Nissan lança 2º elétrico e expande tecnologia de emissão zero

Yoko Kubota
Maki Shiraki

Em Yokohama (Japão)

09/06/2014 13h07

A montadora Nissan lança seu segundo veículo totalmente elétrico neste mês e persiste com a tecnologia, apesar da aceitação de mercado menor do que o esperado desde que lançou o Leaf, seu primeiro carro elétrico, em dezembro de 2010 -- há pouco mais de três anos, portanto.

O novo veículo, a van e-NV200 (que, no começo deste ano, chegou a rodar em aliança com a FedEx no Rio de Janeiro), começará a ser vendido na Europa neste mês e no Japão em outubro.
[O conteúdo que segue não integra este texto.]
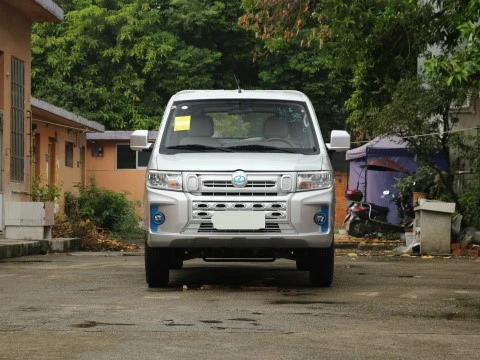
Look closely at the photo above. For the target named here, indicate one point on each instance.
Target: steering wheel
(285, 141)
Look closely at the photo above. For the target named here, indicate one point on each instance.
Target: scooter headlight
(164, 180)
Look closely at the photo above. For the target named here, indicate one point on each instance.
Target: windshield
(239, 126)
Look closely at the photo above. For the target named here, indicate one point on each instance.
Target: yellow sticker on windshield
(182, 123)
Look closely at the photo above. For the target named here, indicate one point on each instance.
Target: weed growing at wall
(106, 209)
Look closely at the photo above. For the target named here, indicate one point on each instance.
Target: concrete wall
(14, 42)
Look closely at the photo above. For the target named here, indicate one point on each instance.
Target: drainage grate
(269, 228)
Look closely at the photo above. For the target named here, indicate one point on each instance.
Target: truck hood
(239, 161)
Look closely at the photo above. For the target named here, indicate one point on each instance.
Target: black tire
(321, 266)
(357, 229)
(156, 266)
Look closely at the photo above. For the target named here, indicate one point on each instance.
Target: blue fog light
(159, 218)
(321, 218)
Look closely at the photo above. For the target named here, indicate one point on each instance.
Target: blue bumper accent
(321, 218)
(157, 218)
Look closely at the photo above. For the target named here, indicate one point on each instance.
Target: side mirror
(139, 140)
(339, 141)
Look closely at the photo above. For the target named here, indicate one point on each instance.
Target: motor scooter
(367, 219)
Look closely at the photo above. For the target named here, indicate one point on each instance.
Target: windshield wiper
(256, 147)
(198, 147)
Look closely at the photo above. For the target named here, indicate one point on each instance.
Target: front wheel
(321, 265)
(156, 266)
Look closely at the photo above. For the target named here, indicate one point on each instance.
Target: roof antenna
(238, 84)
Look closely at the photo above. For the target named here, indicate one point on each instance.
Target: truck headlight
(164, 180)
(314, 180)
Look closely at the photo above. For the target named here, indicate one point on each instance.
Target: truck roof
(289, 95)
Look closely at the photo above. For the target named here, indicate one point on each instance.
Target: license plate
(238, 220)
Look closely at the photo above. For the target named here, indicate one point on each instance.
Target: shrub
(47, 192)
(470, 201)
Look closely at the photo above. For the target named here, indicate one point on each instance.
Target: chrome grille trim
(212, 184)
(271, 227)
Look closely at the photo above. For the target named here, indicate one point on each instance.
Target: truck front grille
(269, 228)
(228, 184)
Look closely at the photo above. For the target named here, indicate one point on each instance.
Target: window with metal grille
(17, 126)
(68, 154)
(129, 159)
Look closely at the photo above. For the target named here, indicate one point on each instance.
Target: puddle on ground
(91, 324)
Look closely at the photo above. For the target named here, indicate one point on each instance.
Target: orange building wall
(14, 41)
(65, 178)
(108, 177)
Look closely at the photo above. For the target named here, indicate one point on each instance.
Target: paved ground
(97, 306)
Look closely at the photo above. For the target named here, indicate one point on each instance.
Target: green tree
(381, 42)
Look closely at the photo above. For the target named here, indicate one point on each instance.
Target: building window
(17, 125)
(129, 159)
(68, 154)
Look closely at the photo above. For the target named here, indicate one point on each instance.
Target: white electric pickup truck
(239, 175)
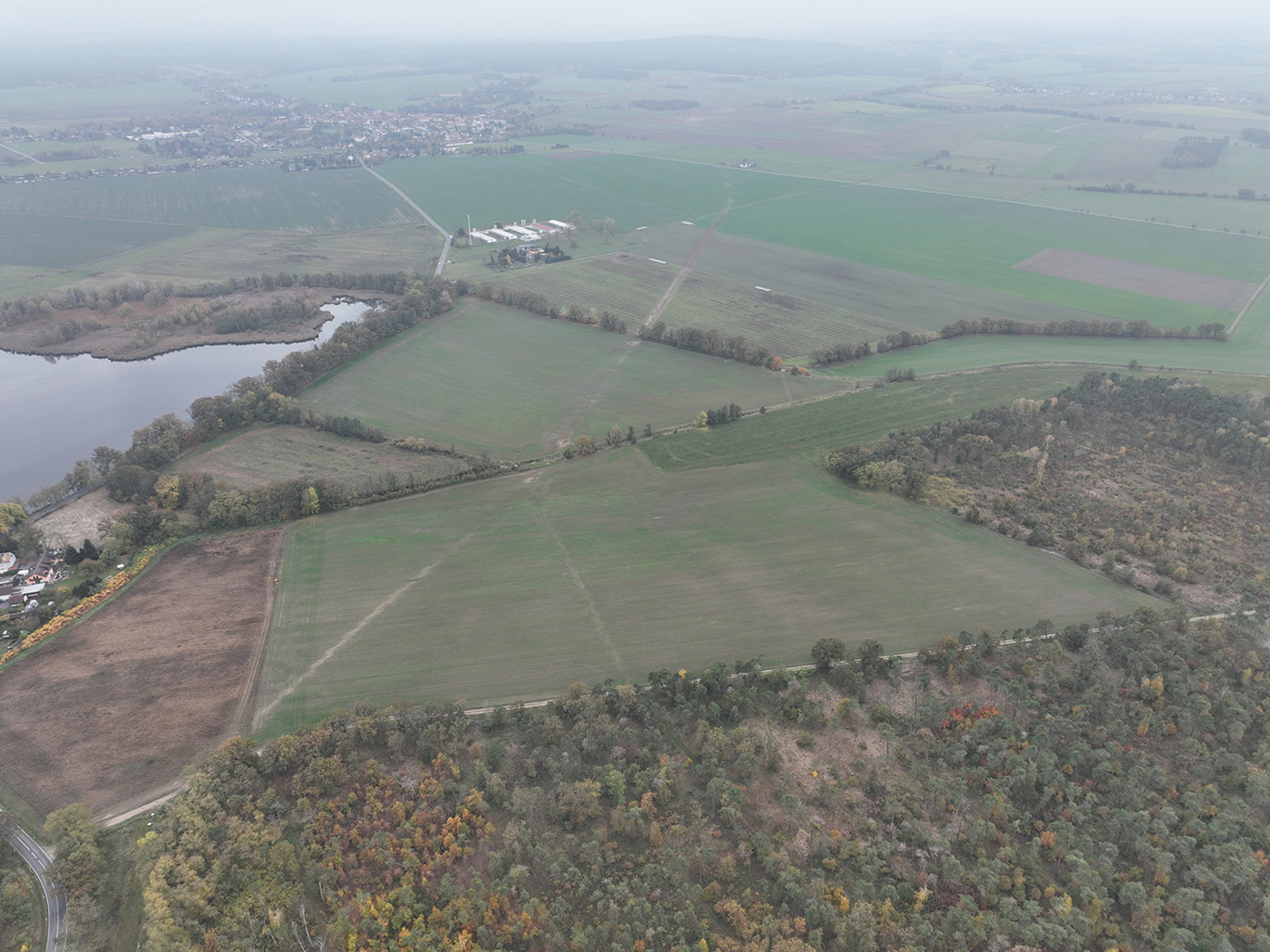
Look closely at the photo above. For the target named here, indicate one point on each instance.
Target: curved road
(40, 862)
(446, 235)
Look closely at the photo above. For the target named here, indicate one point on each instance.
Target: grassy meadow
(256, 199)
(264, 453)
(489, 378)
(810, 431)
(610, 568)
(57, 241)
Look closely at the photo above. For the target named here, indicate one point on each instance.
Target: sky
(581, 19)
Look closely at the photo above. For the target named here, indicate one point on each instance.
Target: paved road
(444, 251)
(40, 860)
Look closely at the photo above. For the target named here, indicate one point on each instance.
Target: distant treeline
(158, 294)
(664, 104)
(844, 353)
(1196, 152)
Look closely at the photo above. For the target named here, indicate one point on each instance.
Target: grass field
(607, 568)
(489, 378)
(512, 187)
(1238, 355)
(259, 199)
(264, 453)
(50, 241)
(810, 431)
(622, 282)
(977, 243)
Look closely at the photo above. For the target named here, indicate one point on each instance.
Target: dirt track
(114, 708)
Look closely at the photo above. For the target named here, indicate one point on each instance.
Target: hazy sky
(569, 19)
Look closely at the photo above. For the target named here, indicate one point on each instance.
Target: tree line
(1026, 470)
(745, 810)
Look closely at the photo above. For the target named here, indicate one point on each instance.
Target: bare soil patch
(82, 518)
(116, 707)
(1172, 283)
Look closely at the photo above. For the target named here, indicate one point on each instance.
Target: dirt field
(110, 713)
(80, 520)
(1189, 287)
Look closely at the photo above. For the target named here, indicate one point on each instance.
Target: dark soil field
(1174, 283)
(111, 713)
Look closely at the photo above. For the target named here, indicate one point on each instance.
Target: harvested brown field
(1172, 283)
(110, 713)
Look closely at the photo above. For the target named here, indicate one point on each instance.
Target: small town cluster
(23, 580)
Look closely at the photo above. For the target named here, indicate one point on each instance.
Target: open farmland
(977, 243)
(266, 453)
(607, 568)
(810, 431)
(56, 241)
(259, 199)
(624, 283)
(997, 349)
(111, 710)
(785, 323)
(510, 188)
(495, 380)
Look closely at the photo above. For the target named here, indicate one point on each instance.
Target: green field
(264, 453)
(494, 380)
(609, 568)
(810, 431)
(259, 199)
(54, 241)
(1244, 355)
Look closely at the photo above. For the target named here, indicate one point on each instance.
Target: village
(22, 583)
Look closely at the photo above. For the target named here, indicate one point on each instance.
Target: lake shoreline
(117, 342)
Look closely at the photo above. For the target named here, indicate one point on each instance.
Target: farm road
(41, 863)
(444, 251)
(689, 264)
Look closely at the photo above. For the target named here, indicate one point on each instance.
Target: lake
(59, 409)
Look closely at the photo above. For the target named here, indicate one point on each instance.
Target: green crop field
(607, 568)
(810, 431)
(1187, 211)
(53, 241)
(494, 380)
(259, 199)
(512, 187)
(1244, 355)
(975, 241)
(264, 453)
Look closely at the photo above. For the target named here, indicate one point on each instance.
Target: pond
(59, 409)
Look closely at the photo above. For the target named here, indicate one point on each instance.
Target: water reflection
(54, 410)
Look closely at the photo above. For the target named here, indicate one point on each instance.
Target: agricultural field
(501, 381)
(154, 695)
(59, 241)
(512, 187)
(786, 323)
(609, 568)
(264, 453)
(259, 199)
(624, 283)
(810, 431)
(1183, 357)
(47, 107)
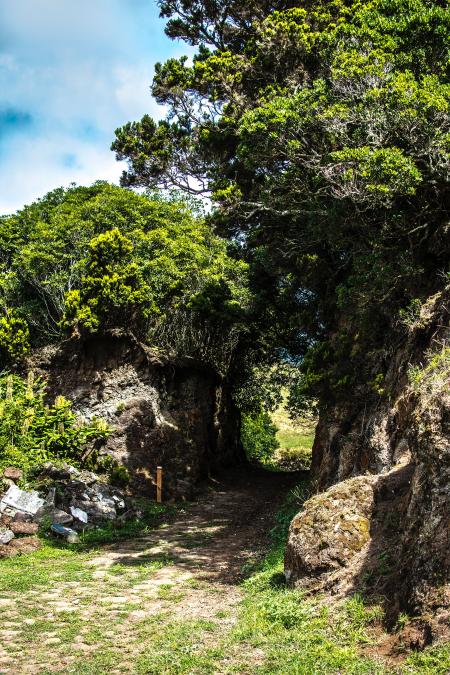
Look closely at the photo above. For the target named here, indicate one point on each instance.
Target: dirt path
(183, 575)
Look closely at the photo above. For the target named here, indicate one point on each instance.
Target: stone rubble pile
(69, 501)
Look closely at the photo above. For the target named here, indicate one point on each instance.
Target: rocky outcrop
(171, 413)
(331, 534)
(398, 442)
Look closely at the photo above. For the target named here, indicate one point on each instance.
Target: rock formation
(388, 530)
(171, 413)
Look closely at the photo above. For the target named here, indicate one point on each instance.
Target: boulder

O "e" do nome significa "Electric", já que já existe há alguns anos a NV200 convencional, movida com motor a combustão (o Leaf tem nome próprio por ter sido feito exclusivamente ao mercado de elétricos). A e-NV200 utiliza o mesmo conjunto propulsor do Leaf, um motor elétrico que utiliza a carga de baterias para gerar 107 cavalos (80 kW) e 28,5 kgfm de torque (instantâneo). O câmbio é automático e tem apenas duas marchas: uma à frente e ré.

A e-NV200 foi projetada para ter autonomia de 190 quilômetros com uma carga de bateria, com base nos padrões japoneses. Na França, o preço de tabela do veículo é 20.610 euros (US$ 28.100), caindo para 14.310 euros com subsídio do governo. No Japão, o veículo começa em cerca de 3,9 milhões de ienes (US$ 38.100 dólares) excluindo subsídios.

Divulgação
e-NV200 é o 2º carro 100% elétrico da Nissan, que quer lançar mais dois até 2017 Imagem: Divulgação
PLANOS PARA 2017
"Este é o segundo de quatro veículos emissão zero que a Nissan planeja lançar até março de 2017", disse o vice-presidente de planejamento da marca, Andy Palmer, recusando-se a revelar uma meta de vendas para a e-NV200. Embora as vendas do Leaf tenham crescido gradualmente -- no último ano fiscal as vendas do modelo subiram 70%, para 52 mil veículos -- o automóvel ainda precisa "deslanchar", da maneira que o presidente-executivo, Carlos Ghosn, previu.

Embora Ghosn tenha definido uma meta de vendas de 1,5 milhão de veículos elétricos até o final de março de 2017 para a Nissan e sua aliada francesa Renault, os consumidores têm sido dissuadidos em parte pela autonomia e a relativa escassez de estações de carregamento. Desde então, Ghosn adiou o prazo da meta em dois a três anos. Até o final de março, as duas companhias até agora venderam um décimo desta meta, totalizando 150 mil veículos unidades, com o Leaf respondendo pela maior parte disso.